Antonio Gaudí’s hanging chain model
The use of catenary (also called chain or broken) arches is another characteristic feature of Gaudí’s architecture. The broken arch was also borrowed by the architect from nature. If you take, for example, a twig and start bending it, turning it into a parabolic arch, then sooner or later it will break. Moreover, it will break precisely in those places that will be loaded as much as possible. And the force of action is equal to the reaction. So it turns out that a smooth arch, which is more difficult to build, can be replaced by a broken line assembled from straight beams. It is only necessary that they converge in those places where stresses are concentrated. Gaudi did just that, although he could not mathematically calculate these arches. But on the other hand, he used his famous hanging chain model, which was actually invented not by Gaudi, but by the German architect Wilhelm Tappe at the end of the 18th century.

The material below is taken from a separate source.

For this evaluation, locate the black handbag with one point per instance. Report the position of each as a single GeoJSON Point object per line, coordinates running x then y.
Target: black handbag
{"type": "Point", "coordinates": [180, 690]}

The suspended chain model allowed Gaudí to design and build both the crypt in the colony Güell and the Sagrada Familia, a neo-Gothic temple without buttresses and buttresses, in which the loads are taken up by inclined and vertical pillars, elongated exactly along the lines of force. And here it is interesting that the calculation of loads using a suspended model does not require mathematical calculations at all.
The suspension chain model works like this: first, a building plan is applied to the ceiling of the workshop, then a chain is attached to those places where the arch should rest on the ground. The chain sags under its own weight and forms a parabolic arch. Now the chain can be loaded by hanging sandbags from it. Under load, the arch will become broken. So, step by step, it is possible to model the entire power frame of the future building in chains. Then it remains to photograph it, measure the angles formed and transfer it to paper. No math and no additional buttresses. The entire power structure is inside and outside at the same time. That is, in fact, the Sagrada Familia Church is not an ordinary building, but a single shell.
Sagrada Familia in terms of its geometric parameters (the length of the nave together with the apse is 95 m, the length of the transept is 60 m) is very similar to Cologne Cathedral, which Gaudi greatly appreciated, although he called its buttresses – “crutches”. And one of the tasks that the architect set for himself was to create a grandiose neo-Gothic temple, but without “crutches”.
As a building manager, Gaudí was also more of a man of the past. He behaved with the workers like a patron or the head of a construction artel. And literally lived on a construction site. When other architects spent most of their time preparing the project, Gaudí preferred to fine-tune everything on the spot. At the same time, he was stubborn, persistent and very demanding. Therefore, its construction usually lasted a long time.